Thompson attempts to avoid this limited standard of review by arguing that Judge Pitman impermissibly "supplanted the ALJ's findings with his own conclusions." Thompson Obj. 4. This argument is unavailing. As the Report notes, "the All must consider-but need not explicitly discuss-the six factors set forth by 20 C.F.R. § 416.927(d)" before affording the opinion of a claimant's treating physician less than controlling weight. Report at 31 (citing Atwater v. Astrue, 512 F.Appx. 67, 70 (2d Cir. 2013)). In "determining whether the SSA's conclusions were supported by substantial evidence in the record, " Talavera v. Astrue, 697 F.3d 145, 151 (2d Cir. 2012), the Court therefore may articulate arguments not made by the ALJ in the first instance. See, e.g., Halloran v. Barnhart, 362 F.3d 28, 31-32 (2d Cir. 2004) (per curiam) (affirming ALJ opinion that "does not expressly acknowledge the treating physician rule" because the Court's "searching review of the record" revealed "that the substance of the treating physician rule was not traversed"). Such explication of the legitimate bases for the ALJ's decision does not "supplant the ALJ's findings" and is not error.

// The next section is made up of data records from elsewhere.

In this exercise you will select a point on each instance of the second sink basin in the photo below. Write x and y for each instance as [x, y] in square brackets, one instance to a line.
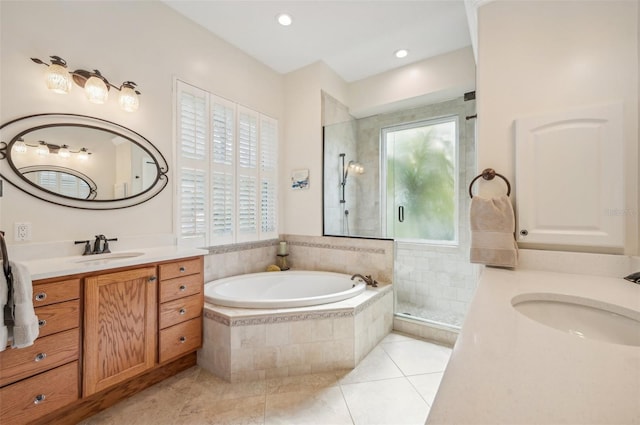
[103, 258]
[583, 317]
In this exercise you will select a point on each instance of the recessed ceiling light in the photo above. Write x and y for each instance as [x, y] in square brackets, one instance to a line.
[401, 53]
[284, 19]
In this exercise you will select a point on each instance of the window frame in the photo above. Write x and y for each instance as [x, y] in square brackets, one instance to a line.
[210, 235]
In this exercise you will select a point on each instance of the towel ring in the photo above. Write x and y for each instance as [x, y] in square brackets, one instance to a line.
[489, 174]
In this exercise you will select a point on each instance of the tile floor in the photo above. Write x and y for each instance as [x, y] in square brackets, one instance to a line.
[395, 384]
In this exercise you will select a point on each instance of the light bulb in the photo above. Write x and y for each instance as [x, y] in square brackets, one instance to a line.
[58, 79]
[83, 155]
[64, 151]
[284, 19]
[43, 149]
[19, 146]
[128, 99]
[96, 90]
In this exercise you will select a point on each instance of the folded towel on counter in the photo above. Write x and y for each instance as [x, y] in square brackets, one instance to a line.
[492, 232]
[25, 321]
[4, 299]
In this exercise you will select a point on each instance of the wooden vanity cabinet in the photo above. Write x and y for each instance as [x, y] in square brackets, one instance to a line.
[120, 327]
[44, 377]
[180, 308]
[104, 336]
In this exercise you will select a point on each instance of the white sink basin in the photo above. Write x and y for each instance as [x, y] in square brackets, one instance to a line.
[105, 258]
[583, 317]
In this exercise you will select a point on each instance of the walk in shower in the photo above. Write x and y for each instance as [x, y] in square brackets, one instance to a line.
[415, 165]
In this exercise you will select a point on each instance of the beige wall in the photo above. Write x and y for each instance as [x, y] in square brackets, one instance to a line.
[441, 78]
[433, 80]
[142, 41]
[301, 210]
[536, 57]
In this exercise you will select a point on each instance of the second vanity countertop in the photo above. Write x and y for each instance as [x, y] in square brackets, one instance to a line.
[62, 266]
[508, 369]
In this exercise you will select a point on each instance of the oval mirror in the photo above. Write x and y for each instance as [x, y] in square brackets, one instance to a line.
[80, 161]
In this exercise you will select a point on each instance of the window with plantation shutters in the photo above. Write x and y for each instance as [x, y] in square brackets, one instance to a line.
[227, 165]
[223, 136]
[247, 171]
[192, 165]
[268, 177]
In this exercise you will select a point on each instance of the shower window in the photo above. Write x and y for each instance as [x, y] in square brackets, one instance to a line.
[420, 172]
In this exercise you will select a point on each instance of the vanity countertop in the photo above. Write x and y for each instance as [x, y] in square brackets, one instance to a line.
[508, 369]
[62, 266]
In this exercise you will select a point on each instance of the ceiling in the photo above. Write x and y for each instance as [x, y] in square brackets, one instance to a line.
[355, 38]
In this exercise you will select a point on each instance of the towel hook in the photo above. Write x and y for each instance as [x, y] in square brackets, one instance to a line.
[489, 174]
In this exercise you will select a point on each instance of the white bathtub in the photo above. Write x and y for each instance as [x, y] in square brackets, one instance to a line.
[282, 289]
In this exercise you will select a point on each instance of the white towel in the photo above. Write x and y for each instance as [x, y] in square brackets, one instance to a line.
[25, 329]
[4, 294]
[492, 232]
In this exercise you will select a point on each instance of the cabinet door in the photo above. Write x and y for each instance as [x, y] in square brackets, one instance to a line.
[119, 327]
[569, 178]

Second, Thompson argues that the ALJ did not fulfill his obligation to fully develop the administrative record, specifically, that he erred in declining to seek additional information or clarification from Dr. Aimua before discounting her opinion. Thompson Obj. 13-16. This objection substantially overlaps with Thompson's first objection, and the Court rejects it for the same reason: Thompson raised this argument before Judge Pitman, see Thompson Br. 22-24, and the Report specifically addresses it, see Report at 34-35. Judge Pitman noted that ALJ's must contact treating physicians before rejecting their opinions in some circumstances, such as when the opinion "is perceived as insufficiently explained." Id. at 35. But where, as here, the opinion is affirmatively inconsistent with other evidence in the record including the applicant's own testimony, the ALJ is not obliged to contact the treating physician before discrediting, in part, her opinion. Id. The Court finds no error, let alone clear error, in this analysis.

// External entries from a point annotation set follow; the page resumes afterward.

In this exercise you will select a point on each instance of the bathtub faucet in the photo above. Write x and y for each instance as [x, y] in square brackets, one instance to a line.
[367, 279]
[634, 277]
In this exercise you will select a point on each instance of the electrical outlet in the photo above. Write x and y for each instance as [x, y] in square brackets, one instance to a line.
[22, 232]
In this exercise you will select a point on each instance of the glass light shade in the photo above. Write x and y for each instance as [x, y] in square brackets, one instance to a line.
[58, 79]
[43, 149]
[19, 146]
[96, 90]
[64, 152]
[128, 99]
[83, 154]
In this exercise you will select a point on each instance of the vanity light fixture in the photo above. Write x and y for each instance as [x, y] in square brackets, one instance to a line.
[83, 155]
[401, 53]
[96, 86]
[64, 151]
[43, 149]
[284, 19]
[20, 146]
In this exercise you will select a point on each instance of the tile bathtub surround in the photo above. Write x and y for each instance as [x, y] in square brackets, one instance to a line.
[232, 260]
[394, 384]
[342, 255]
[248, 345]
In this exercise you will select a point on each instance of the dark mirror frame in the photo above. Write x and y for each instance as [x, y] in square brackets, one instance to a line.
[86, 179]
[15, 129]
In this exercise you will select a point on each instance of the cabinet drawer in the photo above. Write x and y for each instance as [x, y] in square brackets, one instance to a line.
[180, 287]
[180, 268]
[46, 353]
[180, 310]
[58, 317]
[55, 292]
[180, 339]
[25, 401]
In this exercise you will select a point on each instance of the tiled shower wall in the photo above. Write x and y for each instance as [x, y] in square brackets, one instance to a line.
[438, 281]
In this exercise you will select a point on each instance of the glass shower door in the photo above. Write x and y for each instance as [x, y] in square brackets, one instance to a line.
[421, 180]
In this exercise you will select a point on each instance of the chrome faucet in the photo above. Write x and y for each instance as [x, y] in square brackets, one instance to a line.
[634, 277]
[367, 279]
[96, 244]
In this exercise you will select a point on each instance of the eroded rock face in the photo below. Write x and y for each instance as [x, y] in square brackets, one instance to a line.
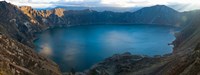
[18, 59]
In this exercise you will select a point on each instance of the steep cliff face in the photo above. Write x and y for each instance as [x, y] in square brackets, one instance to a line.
[17, 25]
[159, 14]
[16, 34]
[18, 59]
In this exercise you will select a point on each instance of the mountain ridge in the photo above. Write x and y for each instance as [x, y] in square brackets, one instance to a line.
[18, 25]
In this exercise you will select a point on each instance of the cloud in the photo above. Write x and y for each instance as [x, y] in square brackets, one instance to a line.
[186, 4]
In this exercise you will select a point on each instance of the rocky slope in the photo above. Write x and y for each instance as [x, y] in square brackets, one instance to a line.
[158, 14]
[16, 56]
[18, 24]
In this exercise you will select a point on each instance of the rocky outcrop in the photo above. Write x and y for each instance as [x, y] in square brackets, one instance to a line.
[158, 14]
[17, 25]
[16, 55]
[18, 59]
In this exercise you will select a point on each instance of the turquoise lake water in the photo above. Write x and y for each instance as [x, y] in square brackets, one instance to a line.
[80, 47]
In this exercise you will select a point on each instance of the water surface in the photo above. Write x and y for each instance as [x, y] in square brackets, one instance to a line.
[80, 47]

Third, Thompson contends that the ALJ did not correctly apply the governing legal standard for determining his residual functional capacity ("RFC"). Thompson Obj. 16-20. Although styled as an independent objection, this argument relies on Thompson's interpretation of the treating physician rule. The first part of this objection reiterates that "[a]s discussed in Part I, Dr. Aimua's opinion should be controlling, thus the ALJ committed significant error by not giving Dr. Aimua's opinion controlling weight when considering Mr. Thompson's functional limitations and restrictions." Id. at 17. The Court has already considered, and rejected, this argument. The second part of this objection contends that the ALJ and Judge Pitman "failed to resolve the inconsistencies in the evidence" before classifying Thompson's RFC. Id. at 18. However, the inconsistencies Thompson identified were between Dr. Aimua's opinion and the shared opinion of other physicians. See id. at 18-20. By properly discounting Dr. Aimua's opinion, the ALJ resolved that inconsistency. Accordingly, the Court finds no clear error in the Report's review of the ALJ's RFC findings.
For the reasons articulated in the Report, the Court denies Thompson's motion and grants the Commissioner's cross-motion. The Clerk of Court is directed to terminate the motions pending at docket numbers 12 and 18, and to close this case.